Читать «Бал шутов. Роман» онлайн - страница 2
Александр и Лев Шаргородские
— Почему одна?
— А сколько? — интересовался растерянный автор.
— Две! Четыре! Вы не представляете, как вас любит наш театр!
Завтра же занесите. Театр — это ваш дом, это очаг, это ваше убежище. Театр — это…
Главный говорил много.
Автор краснел, смущался, заикался, с благодарностью жал руку и тут замечал, что это рука не Главного, а швейцара, причем жесткая, кирпичного цвета, из папье — маше.
Автор вздрагивал.
— Не бойтесь, — успокаивал швейцар, — ладошка государя. Душила царевча, «Царь Федор Иоанович».

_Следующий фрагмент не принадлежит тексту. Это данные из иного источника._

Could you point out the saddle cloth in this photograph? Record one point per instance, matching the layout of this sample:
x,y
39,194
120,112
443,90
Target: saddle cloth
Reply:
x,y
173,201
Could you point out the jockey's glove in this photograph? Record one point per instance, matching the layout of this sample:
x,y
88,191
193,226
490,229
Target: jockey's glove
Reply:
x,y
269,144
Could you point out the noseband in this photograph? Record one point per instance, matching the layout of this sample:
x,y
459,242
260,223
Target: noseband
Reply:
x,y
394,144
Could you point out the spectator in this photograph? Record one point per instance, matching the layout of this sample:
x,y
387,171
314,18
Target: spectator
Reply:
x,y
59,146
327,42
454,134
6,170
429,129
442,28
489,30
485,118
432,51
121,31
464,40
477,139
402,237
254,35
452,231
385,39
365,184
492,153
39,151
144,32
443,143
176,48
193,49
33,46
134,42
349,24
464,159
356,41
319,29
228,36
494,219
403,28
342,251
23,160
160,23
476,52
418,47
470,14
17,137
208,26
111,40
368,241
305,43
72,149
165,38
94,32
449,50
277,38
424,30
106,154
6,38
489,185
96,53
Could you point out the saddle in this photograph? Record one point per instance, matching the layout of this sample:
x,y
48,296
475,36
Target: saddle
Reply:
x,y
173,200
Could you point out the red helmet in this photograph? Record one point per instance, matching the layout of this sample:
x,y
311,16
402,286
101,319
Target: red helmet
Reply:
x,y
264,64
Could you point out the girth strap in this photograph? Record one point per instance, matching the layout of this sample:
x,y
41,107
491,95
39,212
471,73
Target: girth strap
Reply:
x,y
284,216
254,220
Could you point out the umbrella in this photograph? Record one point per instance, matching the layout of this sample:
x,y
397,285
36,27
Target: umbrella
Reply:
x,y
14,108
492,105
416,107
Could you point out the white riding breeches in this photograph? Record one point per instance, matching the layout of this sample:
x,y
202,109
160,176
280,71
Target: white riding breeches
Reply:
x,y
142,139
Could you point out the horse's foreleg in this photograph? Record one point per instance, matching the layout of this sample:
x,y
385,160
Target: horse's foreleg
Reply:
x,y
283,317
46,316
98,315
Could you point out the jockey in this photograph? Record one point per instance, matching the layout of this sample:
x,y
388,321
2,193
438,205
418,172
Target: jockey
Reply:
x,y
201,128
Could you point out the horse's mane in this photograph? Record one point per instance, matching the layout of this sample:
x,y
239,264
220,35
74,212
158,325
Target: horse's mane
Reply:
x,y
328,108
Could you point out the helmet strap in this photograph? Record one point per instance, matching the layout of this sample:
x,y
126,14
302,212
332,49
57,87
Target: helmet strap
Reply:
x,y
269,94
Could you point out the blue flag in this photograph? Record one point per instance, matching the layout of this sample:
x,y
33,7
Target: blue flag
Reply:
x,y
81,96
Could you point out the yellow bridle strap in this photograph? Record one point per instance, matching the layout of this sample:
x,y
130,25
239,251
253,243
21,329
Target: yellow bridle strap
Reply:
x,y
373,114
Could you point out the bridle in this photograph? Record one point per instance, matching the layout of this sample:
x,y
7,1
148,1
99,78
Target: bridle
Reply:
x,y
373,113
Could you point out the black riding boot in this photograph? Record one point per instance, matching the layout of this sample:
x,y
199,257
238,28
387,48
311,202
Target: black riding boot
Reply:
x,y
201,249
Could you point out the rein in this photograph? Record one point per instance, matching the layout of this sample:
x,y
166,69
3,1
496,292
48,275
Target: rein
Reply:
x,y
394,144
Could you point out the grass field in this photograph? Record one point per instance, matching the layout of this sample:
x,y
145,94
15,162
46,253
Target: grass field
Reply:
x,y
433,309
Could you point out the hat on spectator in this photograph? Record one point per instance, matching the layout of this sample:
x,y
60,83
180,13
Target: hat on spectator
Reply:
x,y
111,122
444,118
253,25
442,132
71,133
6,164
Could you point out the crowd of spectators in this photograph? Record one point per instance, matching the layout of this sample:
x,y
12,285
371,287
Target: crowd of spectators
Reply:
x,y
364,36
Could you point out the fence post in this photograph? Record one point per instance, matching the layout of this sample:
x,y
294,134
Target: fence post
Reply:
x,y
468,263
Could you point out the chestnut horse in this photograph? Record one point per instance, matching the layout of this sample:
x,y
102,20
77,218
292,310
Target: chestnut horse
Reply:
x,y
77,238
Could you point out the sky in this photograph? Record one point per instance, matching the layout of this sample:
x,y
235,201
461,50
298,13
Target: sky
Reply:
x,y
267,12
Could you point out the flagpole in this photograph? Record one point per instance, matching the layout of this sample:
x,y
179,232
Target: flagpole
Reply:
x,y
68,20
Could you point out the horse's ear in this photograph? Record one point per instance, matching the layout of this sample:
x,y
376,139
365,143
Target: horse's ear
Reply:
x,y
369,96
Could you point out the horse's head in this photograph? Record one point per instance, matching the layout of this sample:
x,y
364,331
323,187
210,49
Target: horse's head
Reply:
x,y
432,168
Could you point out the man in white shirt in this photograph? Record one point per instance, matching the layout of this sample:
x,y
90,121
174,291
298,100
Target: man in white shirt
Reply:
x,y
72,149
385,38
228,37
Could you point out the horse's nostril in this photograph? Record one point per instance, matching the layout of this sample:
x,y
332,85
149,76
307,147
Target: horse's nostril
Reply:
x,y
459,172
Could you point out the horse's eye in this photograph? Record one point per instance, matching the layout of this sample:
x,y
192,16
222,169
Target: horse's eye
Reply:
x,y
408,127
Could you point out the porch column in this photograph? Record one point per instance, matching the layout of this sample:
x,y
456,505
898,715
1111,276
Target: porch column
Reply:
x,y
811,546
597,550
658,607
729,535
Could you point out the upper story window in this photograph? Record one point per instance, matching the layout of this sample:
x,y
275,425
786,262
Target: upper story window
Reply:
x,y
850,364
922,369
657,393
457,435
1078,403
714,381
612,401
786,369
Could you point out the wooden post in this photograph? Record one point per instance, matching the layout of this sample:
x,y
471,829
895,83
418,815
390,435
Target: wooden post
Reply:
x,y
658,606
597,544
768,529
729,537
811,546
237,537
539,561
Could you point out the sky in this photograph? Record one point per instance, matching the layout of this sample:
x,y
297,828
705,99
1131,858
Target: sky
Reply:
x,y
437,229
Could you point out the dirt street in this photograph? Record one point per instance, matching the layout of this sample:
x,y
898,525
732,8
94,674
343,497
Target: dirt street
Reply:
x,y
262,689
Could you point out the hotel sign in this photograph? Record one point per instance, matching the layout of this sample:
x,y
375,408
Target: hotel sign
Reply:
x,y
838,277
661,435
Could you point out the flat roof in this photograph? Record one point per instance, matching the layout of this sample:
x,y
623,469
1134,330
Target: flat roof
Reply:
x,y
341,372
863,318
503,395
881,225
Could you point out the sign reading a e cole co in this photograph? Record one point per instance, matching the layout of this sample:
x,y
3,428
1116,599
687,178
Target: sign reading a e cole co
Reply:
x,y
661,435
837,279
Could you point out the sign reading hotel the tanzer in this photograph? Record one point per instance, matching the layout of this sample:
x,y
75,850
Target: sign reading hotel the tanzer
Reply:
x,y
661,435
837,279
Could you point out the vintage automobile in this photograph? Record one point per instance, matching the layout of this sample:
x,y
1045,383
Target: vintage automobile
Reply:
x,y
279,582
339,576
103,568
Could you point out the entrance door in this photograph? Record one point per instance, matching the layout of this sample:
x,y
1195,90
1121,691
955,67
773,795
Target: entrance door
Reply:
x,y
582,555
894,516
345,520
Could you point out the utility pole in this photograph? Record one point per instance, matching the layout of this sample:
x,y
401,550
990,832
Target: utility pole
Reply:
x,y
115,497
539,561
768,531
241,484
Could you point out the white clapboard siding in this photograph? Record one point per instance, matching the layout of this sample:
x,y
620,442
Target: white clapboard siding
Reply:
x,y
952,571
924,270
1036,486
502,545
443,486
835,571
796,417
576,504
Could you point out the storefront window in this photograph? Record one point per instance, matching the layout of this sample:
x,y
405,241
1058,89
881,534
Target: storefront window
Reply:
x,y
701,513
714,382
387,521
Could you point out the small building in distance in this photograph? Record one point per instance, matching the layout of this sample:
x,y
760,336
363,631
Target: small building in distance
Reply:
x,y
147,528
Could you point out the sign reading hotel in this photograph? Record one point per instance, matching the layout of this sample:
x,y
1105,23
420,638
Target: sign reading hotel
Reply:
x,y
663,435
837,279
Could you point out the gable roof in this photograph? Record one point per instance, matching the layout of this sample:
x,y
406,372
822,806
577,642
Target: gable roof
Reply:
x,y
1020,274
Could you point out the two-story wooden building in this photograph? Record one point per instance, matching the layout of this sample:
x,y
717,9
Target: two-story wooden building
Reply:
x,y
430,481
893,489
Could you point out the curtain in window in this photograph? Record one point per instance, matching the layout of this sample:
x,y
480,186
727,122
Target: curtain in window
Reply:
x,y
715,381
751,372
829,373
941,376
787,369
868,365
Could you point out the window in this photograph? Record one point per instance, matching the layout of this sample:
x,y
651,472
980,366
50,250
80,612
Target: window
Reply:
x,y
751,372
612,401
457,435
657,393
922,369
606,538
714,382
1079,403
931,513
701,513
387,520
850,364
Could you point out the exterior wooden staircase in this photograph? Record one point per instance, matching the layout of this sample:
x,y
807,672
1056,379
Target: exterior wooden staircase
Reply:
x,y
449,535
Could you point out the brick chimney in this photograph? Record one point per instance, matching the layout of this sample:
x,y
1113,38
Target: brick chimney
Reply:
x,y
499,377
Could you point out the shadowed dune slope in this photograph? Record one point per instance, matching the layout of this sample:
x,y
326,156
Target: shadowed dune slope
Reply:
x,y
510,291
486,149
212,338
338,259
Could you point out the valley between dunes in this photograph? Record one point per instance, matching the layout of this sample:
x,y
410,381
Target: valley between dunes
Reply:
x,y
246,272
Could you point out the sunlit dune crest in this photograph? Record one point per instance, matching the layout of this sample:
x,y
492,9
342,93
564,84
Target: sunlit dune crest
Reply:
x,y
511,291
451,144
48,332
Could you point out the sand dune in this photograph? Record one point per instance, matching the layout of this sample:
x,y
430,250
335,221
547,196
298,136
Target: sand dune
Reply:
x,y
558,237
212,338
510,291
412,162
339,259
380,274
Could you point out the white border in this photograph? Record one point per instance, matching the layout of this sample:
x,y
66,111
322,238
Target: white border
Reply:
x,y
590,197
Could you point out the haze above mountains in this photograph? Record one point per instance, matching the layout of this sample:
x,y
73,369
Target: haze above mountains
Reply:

Автор несколько успокаивался.
— А — а где же Главный? — спрашивал автор.
— В проруби, — отвечал швейцар, — вернее, в морозильнике. Они очень любят там сидеть. Они морж. Они философ. Им решения спектаклей в нем являются.
Это была правда. Главный любил зимние купанья. Они спасли его от белой горячки и слабоумия.
Однажды, вдрызг пьяный, он провалился под лед, на Неве, градусов в сорок, и протрезвел.
С тех пор, раза два в день, он бежал к проруби. Зимой.
Летом было сложнее. Он достал себе американский холодильник «Вестинг хауз» и с трудом влезал в него, в трусах, на босу ногу. Морозильник вполне заменял ему прорубь.
Кроме того, театр был известен своим репертуаром. Никому в стране не разрешали таких смелых пьес, сатирических комедий, драм зарубежных авторов, как ему.
Тут было две причины.
Во — первых, необычайный талант главного режиссера — сатирической комедии он выбивал зубы, трагедию превращал в фарс, зарубежных драматургов — в советских, критику — в аллилуйю, и вообще своими постановками с невероятной легкостью доказывал, что Чехов графоман, а Теннеси Уильямс на грани слабоумия.
Его ценили и все разрешали.
Во — вторых, как вы уже догадались — буфет.
Руководители знали: что бы Главный ни поставил, все равно зритель увидит бутерброд, ожидающий его в антракте.
Так текла пасторальная театральная жизнь, пока вдруг Главному, — какая муха его укусила? — захотелось в театр помимо хорошего бутерброда — талантливого режиссера.
И он пригласил Гуревича.
Эта была одна из основных жизненных ошибок Главного.
Гуревич был вне систем. Откровенно гениален. И повсюду тянул за собой скандал — каждый второй его спектакль запрещался, вызывал толки, опрокидывал Станиславского и прочих.
С приходом его в Театр Абсурда все изменилось.
Во — первых, он затмил буфет. Не то, чтобы полностью, но все же. Ему удалось расколоть публику.
Часть продолжала ходить в буфет, но часть — на Гуревича.
Его постановки будоражили и, в отличие от Главного, у которого даже через революционные сцены видели буфетный бутерброд, у Гуревича в любом бутерброде проглядывала контрреволюция.
Это в тайне тешило сердце Главного — помимо всего, ему еще хотелось, чтобы его театр был фрондерским.
И потом, Главный догадывался, что, в отличие от него, Гуревич может из любого графомана сделать Чехова.
Он лелеял Гуревича, защищал его от директора, который угрожал Главному, что все они полетят, несмотря на буфет, и даже выделил Гуревичу отдельную комнату в коммунальной квартире на Невском.